Je n’ai pas encore eu le temps de passer mon asservissement sur STM et de le benchmarker mais à la place j’ai repris le code de FX qui générait du vent et je l’ai un peu adapté pour tester la robustesse de l’asservissement en assiette et c’est finalement pas trop mal.

Le modèle est le suivant : un vent d’une direction uniformément aléatoire et d’une amplitude ( force ) A est appliqué en un point quelconque de l’heliokter.

Le résultat est que pour l’instant tant que le vent a une force inférieure à 15% du poids de l’heliokter, celui-ci reste stable  ( dans les cas extrêmes cela correspondrait à attacher un poids de 300g au bout d’une branche pendant quelques dixièmes de seconde ) , sachant que dans le modèle choisi, les moteurs peuvent porter 25 % du poids soit 500g  (8 moteurs, soit 2kg de charge utile bien répartie, ou bien si mal répartie 250g). C’est pour cela que pour les 300g en bout de branche c’est valable uniquement si c’est pour une courte durée .Ces paramètres correspondent aux paramètres pour le test dont les résultats sont ci-dessus. A noter également, les écarts roll et pitch ( roulis et tangage ) sont normalisés, c’est à dire ils correspondent aux angles divisés par Pi/2 qui est considéré comme le maximum acceptable.

On remarque sur le graphe une jolie récupération du pitch après une bourrasque assez violente, ce qui a été permis par deux choses : l’utilisation de l’intégrale dans l’asservissement et le recalage périodique de ces intégrales à zéro pour éviter les divergences.
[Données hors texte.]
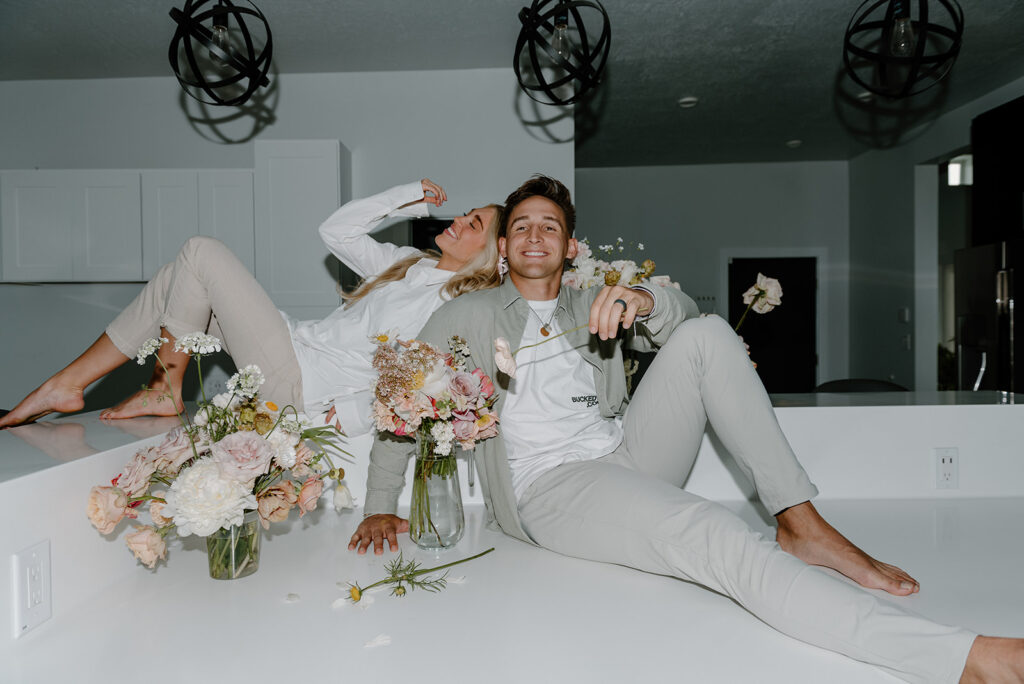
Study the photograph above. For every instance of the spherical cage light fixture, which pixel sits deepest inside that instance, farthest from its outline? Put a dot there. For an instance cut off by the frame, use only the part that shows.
(221, 63)
(894, 52)
(557, 60)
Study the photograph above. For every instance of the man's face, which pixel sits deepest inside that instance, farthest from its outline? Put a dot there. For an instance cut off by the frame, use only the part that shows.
(537, 241)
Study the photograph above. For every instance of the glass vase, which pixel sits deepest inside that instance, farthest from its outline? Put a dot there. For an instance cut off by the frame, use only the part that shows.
(233, 551)
(436, 519)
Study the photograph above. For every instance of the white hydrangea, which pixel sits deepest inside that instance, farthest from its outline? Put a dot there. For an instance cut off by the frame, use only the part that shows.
(201, 502)
(197, 343)
(443, 433)
(283, 442)
(148, 348)
(246, 383)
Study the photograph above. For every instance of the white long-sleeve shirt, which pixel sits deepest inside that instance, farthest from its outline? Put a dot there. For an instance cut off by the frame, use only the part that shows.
(335, 354)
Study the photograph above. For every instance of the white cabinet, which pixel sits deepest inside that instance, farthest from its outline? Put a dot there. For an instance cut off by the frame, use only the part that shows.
(71, 225)
(179, 204)
(298, 184)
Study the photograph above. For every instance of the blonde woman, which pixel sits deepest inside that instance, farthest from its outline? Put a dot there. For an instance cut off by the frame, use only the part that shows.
(317, 366)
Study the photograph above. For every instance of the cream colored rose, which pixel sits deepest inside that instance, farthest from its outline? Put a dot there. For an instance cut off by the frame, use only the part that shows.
(107, 506)
(147, 545)
(274, 504)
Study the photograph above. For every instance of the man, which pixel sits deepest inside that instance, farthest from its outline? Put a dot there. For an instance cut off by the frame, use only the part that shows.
(581, 469)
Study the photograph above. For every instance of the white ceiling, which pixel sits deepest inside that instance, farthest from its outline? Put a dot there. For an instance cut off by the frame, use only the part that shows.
(766, 71)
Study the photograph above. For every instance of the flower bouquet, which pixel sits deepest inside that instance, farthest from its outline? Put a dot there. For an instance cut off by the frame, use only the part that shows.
(586, 270)
(430, 395)
(240, 460)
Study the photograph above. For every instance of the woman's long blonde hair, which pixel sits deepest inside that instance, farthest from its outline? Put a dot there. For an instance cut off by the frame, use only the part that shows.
(480, 272)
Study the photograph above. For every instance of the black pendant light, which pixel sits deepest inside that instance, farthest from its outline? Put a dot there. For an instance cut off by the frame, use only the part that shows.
(557, 59)
(894, 52)
(215, 55)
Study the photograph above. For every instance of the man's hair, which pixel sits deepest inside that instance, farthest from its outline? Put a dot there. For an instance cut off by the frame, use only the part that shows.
(544, 186)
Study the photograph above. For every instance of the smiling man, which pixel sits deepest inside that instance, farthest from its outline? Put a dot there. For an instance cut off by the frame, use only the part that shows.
(585, 470)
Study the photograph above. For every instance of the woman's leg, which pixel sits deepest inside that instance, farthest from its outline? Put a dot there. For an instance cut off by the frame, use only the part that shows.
(702, 375)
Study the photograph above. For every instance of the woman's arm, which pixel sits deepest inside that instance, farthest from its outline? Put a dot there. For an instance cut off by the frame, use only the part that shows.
(346, 231)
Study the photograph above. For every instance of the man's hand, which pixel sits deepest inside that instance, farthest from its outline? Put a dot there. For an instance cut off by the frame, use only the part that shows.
(614, 305)
(376, 528)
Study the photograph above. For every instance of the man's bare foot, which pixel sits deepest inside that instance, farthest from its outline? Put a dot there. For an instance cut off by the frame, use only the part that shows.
(994, 660)
(155, 400)
(52, 395)
(803, 532)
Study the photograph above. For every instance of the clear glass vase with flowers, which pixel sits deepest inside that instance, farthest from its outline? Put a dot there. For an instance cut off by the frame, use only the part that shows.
(238, 461)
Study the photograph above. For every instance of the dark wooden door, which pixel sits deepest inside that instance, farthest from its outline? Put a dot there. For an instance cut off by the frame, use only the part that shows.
(783, 342)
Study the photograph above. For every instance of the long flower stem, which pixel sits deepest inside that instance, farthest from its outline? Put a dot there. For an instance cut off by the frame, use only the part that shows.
(406, 576)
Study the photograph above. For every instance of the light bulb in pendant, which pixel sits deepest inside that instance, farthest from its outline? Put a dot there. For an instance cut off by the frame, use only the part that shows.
(222, 40)
(901, 42)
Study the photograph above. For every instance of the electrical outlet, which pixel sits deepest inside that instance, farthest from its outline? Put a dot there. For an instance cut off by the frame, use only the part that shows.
(32, 587)
(946, 468)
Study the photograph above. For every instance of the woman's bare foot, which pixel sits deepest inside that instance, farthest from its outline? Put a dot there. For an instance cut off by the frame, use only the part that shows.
(803, 532)
(994, 660)
(154, 400)
(52, 395)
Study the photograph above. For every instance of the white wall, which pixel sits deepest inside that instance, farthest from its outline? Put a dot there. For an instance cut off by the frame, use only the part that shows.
(894, 246)
(457, 127)
(687, 215)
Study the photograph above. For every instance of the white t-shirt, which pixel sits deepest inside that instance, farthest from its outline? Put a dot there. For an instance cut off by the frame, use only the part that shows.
(550, 415)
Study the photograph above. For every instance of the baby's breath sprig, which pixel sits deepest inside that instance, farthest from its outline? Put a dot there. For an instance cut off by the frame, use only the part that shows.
(401, 572)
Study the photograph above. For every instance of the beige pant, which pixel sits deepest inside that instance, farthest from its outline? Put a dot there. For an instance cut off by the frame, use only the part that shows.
(628, 508)
(207, 289)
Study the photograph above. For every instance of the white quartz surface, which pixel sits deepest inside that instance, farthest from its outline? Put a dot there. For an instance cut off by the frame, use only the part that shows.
(521, 614)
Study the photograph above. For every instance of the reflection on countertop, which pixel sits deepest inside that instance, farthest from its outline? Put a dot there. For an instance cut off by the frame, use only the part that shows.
(28, 449)
(893, 399)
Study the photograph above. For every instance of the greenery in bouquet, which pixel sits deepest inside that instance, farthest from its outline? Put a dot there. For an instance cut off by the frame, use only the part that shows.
(587, 270)
(238, 454)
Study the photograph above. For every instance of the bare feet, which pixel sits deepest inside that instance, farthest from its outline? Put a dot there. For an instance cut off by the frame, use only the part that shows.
(52, 395)
(994, 660)
(803, 532)
(155, 400)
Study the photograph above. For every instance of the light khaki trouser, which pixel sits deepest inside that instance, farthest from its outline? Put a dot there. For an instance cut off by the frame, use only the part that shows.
(207, 289)
(628, 508)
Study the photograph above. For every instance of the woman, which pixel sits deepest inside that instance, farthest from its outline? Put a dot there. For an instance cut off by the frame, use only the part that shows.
(317, 366)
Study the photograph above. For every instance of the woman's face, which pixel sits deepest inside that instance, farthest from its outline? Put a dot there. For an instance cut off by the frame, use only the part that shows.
(466, 237)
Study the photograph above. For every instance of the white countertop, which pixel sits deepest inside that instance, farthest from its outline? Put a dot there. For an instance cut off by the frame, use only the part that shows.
(522, 614)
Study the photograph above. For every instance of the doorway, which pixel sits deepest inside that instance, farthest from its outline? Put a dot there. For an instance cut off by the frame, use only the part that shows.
(783, 342)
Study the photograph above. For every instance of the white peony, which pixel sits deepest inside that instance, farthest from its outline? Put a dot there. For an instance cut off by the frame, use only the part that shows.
(202, 502)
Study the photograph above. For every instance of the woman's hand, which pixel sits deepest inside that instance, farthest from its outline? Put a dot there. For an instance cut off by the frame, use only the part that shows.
(616, 305)
(375, 529)
(432, 193)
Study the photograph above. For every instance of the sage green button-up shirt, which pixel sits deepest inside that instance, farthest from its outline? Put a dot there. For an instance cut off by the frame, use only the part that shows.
(480, 317)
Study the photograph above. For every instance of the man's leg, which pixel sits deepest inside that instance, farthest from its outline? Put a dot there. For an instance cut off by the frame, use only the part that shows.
(702, 374)
(604, 510)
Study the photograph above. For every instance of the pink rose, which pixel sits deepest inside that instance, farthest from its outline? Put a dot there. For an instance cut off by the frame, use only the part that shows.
(174, 451)
(311, 489)
(243, 457)
(156, 510)
(274, 504)
(135, 479)
(147, 545)
(486, 387)
(107, 506)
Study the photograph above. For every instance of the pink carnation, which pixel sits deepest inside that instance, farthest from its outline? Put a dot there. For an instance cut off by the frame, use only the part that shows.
(243, 457)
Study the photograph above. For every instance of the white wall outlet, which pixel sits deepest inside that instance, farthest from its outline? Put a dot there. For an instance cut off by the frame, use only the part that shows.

Il faut que je vérifie / teste la puissance des moteurs cette semaine pour pouvoir affiner le modèle ( sachant que FX m’a aussi parlé d’un benchmark quelque part sur mikrokopter.de )

Enfin il faut que j’arrive à mélanger correctement l’asservissement en lacet avec celui en assiette parce qu’à partir du moment où l’héliokter part en vrille (ce qui arrive si on n’asservit pas en assiette) , les senseurs s’affolent et c’est fini. Le problème est que l’asservissement en lacet joue sur les couples des forces pour faire tourner l’appareil sur lui même alors que celui en assiette sur la puissance des moteurs pour l’incliner. Mais le problème est qu’une fois incliné, faire tourner l’heliokter sur lui même ne fait pas vraiment varier le lacet mais déséquilibre tout à fait l’ensemble. C’est donc un peu complexe.